This isn't just an emotional and thought process issue either. Because our brains can re-wire themselves, this can become a physical issue in your brain, as well. Over time, the parts of your brain associated with these decisions that make you feel better or worse essentially become stronger because they're used more. You become more comfortable with using those parts of your brain and those feelings and the results of your decisions. You can literally feedback loop yourself into anything you'd like if you have enough willpower and self-destructive attitude. Or, if you have some deficiency of thought or sufficiently strong desire.

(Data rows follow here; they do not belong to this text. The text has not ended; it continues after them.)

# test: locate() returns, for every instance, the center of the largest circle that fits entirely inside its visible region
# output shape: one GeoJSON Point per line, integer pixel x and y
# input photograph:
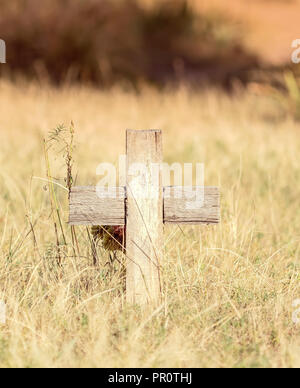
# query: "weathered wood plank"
{"type": "Point", "coordinates": [86, 208]}
{"type": "Point", "coordinates": [144, 216]}
{"type": "Point", "coordinates": [91, 206]}
{"type": "Point", "coordinates": [191, 205]}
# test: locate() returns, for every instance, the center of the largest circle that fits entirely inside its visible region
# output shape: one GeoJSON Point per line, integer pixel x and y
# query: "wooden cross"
{"type": "Point", "coordinates": [143, 215]}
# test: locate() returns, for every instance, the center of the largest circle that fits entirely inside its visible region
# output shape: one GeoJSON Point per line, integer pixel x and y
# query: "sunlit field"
{"type": "Point", "coordinates": [228, 289]}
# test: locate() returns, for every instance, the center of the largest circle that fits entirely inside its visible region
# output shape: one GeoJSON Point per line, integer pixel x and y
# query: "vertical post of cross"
{"type": "Point", "coordinates": [144, 216]}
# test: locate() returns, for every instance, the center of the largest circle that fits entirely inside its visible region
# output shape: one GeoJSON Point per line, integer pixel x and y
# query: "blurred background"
{"type": "Point", "coordinates": [131, 42]}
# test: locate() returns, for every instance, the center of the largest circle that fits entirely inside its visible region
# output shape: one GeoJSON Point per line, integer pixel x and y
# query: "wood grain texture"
{"type": "Point", "coordinates": [182, 205]}
{"type": "Point", "coordinates": [144, 216]}
{"type": "Point", "coordinates": [86, 208]}
{"type": "Point", "coordinates": [91, 206]}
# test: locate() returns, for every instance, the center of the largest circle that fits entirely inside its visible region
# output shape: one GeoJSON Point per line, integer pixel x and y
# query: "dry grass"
{"type": "Point", "coordinates": [228, 289]}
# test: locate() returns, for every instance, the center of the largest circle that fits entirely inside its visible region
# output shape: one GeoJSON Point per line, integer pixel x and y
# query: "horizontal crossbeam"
{"type": "Point", "coordinates": [91, 207]}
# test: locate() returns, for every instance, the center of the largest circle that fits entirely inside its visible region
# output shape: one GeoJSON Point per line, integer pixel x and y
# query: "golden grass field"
{"type": "Point", "coordinates": [228, 289]}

This is pretty self-evident, when you look at it. Everyone knows thoughts and emotions can be intertwined, but the take-away here is the fact that you can never separate them. I don't know if that's even a bad thing. Knowing that our decisions today effect those that we make tomorrow can be quite hopeful. It means that you can lead the life you'd like so long as you continue to pursue it. Reinforcing the decisions made properly today will lead to easier properly made decisions in the future. When you're so used to doing things one way through habit and emotion and sheer impulse, it takes a lot of convincing to do something different. It takes even more convincing to do the same thing you did in the past but for different reasons this time. So, sometimes when I'm thinking out loud, spacing out, or just admiring the beauty of nature for, like way too long, maybe I'm just trying to suss out how to be a better person.

This is why we need to live in the moment. Our moments are what make the future. If we're doing the things we should now then it will lead to what you need in the future, not what you think you want. Before you can be of any use to anyone else or society at large, you should be of use to yourself. When the airplane is going down, you need to mask yourself up first. If you run out of oxygen you can't help anyone else. Being conscious of our emotions' effects on our decisions and just trying your best everyday to be better will eventually pay off, regardless of some of the stumbling blocks you may come across in the way.